CMA has said its members are providing assistance on a case-by-case basis, but the report’s authors argue that financial institutions should suspend all repayments for at least three months and stop using land titles as collateral. 

“These actions have secured important relief for those borrowers, but there are hundreds of thousands of borrowers, including many garment workers, who will never submit formal complaints due to a lack of access, awareness, and/or knowledge about the process,” the report says.

When asked about concerns over loan officers pressuring borrowers to pay back loans — which rights groups have said have included coerced land sales and pressuring clients to take additional loans from private lenders — Tongngy said MFIs had to use land titles as collateral on microloans, but credit officers are barred from compelling workers to sell their land. 

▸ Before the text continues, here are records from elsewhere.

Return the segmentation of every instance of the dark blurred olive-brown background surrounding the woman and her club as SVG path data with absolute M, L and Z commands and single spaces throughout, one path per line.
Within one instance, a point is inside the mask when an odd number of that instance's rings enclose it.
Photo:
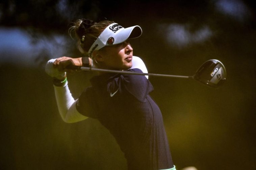
M 62 122 L 47 60 L 80 57 L 68 36 L 79 18 L 139 25 L 131 42 L 150 73 L 193 75 L 220 60 L 227 81 L 219 89 L 194 80 L 150 77 L 177 169 L 256 169 L 255 3 L 196 1 L 0 2 L 1 169 L 126 169 L 123 153 L 97 120 Z M 8 32 L 10 31 L 10 32 Z M 20 38 L 20 35 L 28 37 Z M 69 74 L 74 98 L 91 72 Z

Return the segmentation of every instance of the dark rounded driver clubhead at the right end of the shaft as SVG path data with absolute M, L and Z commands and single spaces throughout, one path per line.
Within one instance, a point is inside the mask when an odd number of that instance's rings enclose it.
M 217 88 L 226 80 L 227 73 L 219 60 L 208 60 L 196 71 L 193 78 L 207 86 Z

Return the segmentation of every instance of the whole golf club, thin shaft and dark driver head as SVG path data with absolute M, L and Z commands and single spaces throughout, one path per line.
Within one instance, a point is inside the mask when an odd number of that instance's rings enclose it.
M 83 70 L 83 71 L 99 71 L 99 72 L 119 73 L 119 74 L 188 78 L 188 79 L 195 79 L 203 84 L 206 84 L 207 86 L 214 87 L 214 88 L 217 88 L 221 84 L 223 84 L 227 77 L 227 73 L 224 65 L 219 60 L 214 60 L 214 59 L 204 62 L 193 76 L 154 74 L 154 73 L 136 73 L 136 72 L 130 72 L 130 71 L 106 70 L 106 69 L 81 67 L 81 66 L 69 66 L 68 68 L 75 69 L 75 70 Z

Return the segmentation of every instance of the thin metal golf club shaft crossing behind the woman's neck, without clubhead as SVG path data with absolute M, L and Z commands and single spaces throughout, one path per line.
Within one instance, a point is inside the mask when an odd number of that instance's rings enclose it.
M 80 66 L 70 66 L 69 68 L 70 69 L 75 69 L 75 70 L 83 70 L 83 71 L 99 71 L 99 72 L 119 73 L 119 74 L 148 75 L 148 76 L 174 77 L 174 78 L 193 78 L 193 76 L 153 74 L 153 73 L 137 73 L 137 72 L 131 72 L 131 71 L 107 70 L 107 69 L 80 67 Z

“In the microfinance sector, if a credit officer did that, he or she would be breaking the code of ethics. That employee would face being fired from their job or other fines from their institutions,” he said, noting workers can call CMA’s hotline to report unfair practices by a loan officer.

“Our staff will look into their cases and in some cases, we will intervene,” Tongngy added.

Speaking to VOD ahead of the report’s release on Monday, government spokesman Phay Siphan said the civil society organizations did not understand the banking system and were encouraging borrowers to drop their responsibilities. He argued that Cambodia operates in a free market system, and the government could not interfere in private credit transactions beyond recommending that the industry offer flexible compromises.

“No party can force others to break the terms of a contract,” Siphan said. “Even the prime minister has no right to break or dissolve a contract between a lender and creditor.”

The report’s authors also called on international investors and foreign development agencies that fund microfinance institutions to establish debt relief programs and investigate human rights abuses resulting from microfinance debt. 

“What Cambodian borrowers need right now is debt relief, not millions of dollars in financing for profitable, foreign-owned MFIs to expand their loan portfolios,” the report says.

It highlighted funders including USAID, Australia’s Department of Foreign Affairs and Trade, and the U.N., which put up a $12 million “Women’s Livelihood Bond” to support loans to women in Southeast Asia, with about $6 million earmarked for Cambodian MFIs. A subsidiary of German state development bank KfW also announced an $18 million loan to Hattha Kaksekar Limited (HKL) in March, according to the report. 

On Friday, the World Bank’s International Finance Corporation (IFC) approved loans of up to $50 million to Amret and $25 million to HKL, two of the nation’s largest MFIs.

Emily Zeeberg, a spokeswoman for the U.S. Embassy in Phnom Penh, told VOD on Tuesday that USAID and its lending partners had “restructured their agreements to focus on leasing agricultural machinery equipment, which does not require land titles for securing loans.”

“We hope this initiative will encourage other financial institutions to look at alternative loan products that will lower or change collateral requirements,” she said in an email.

IFC and KfW did not respond to emailed requests for comment as of Tuesday evening.